Could president-elect Trump side hard with Kyiv if Putin rejects ceasefire deal?

Could president-elect Trump side hard with Kyiv if Putin rejects ceasefire deal?

A Russian rejection of a Trump-brokered ceasefire could see Ukraine’s defence bolstered by the US, the Defence Select Committee has heard.

Taking evidence on what the upcoming year holds for the war in eastern Europe, the cross-party panel of MPs heard of a potential ‘carrot and stick’ scenario that could swing battlefield outcomes.

President-elect Donald Trump’s pending decision on how the US, the primary military donor to Ukraine, should handle the conflict has been anticipated for several months.

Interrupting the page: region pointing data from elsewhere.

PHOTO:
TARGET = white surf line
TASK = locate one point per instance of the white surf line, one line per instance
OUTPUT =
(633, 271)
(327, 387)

Dr Patricia Lewis, former director of the International Security Programme at Chatham House, said: “One proposal that’s been moving around for a while is that President Trump would offer, essentially, a deal to Putin – but if Putin were not to take it then he would then support Ukraine much more strongly.”

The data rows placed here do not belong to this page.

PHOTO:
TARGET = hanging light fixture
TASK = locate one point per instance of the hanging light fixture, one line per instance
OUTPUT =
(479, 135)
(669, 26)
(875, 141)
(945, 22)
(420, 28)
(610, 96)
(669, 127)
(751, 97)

Describing this as a plausible “counter-offer”, Dr Lewis described a scenario whereby the “carrot” offered to Moscow would be demilitarised zones dividing Russian-controlled Ukraine and Ukraine itself – “not dissimilar perhaps to West and East Germany back in the Cold War”.

“But the alternative would be a strengthened Ukraine, by President Trump’s administration. And that would be the stick,” she added.

Dr Lewis said a decisive battlefield victory for either side is less likely than the ceasefire outcome in 2025, or simply more of the same.

Retired Air Marshal Edward Stringer, a Senior Fellow at the think tank Policy Exchange, said Russia, as well as Ukraine, will be drained if war persists in a similar fashion, and that the frontline will have hardly shifted in a year if things continue as they are.

“[Russia] is losing through tanks and artillery, 300-odd gun barrels a month, and its forges allow it to make about 20,” he said.

All experts, however, agreed that the actions of a Trump administration present a huge variable when predicting the outcome of the war in 2025.

Orysia Lutsevych, director of the Russia and Eurasia Programme, Chatham House, told the committee the concept of a ceasefire for Ukraine, on the back foot, currently without protective security arrangements agreed and facing up to an adversary unwavering in its objectives, is considered “a big threat”.

The expert says Trump will engage in mediation “if he can win”.

“He wants to do it quickly, and he will be very transactional,” she added.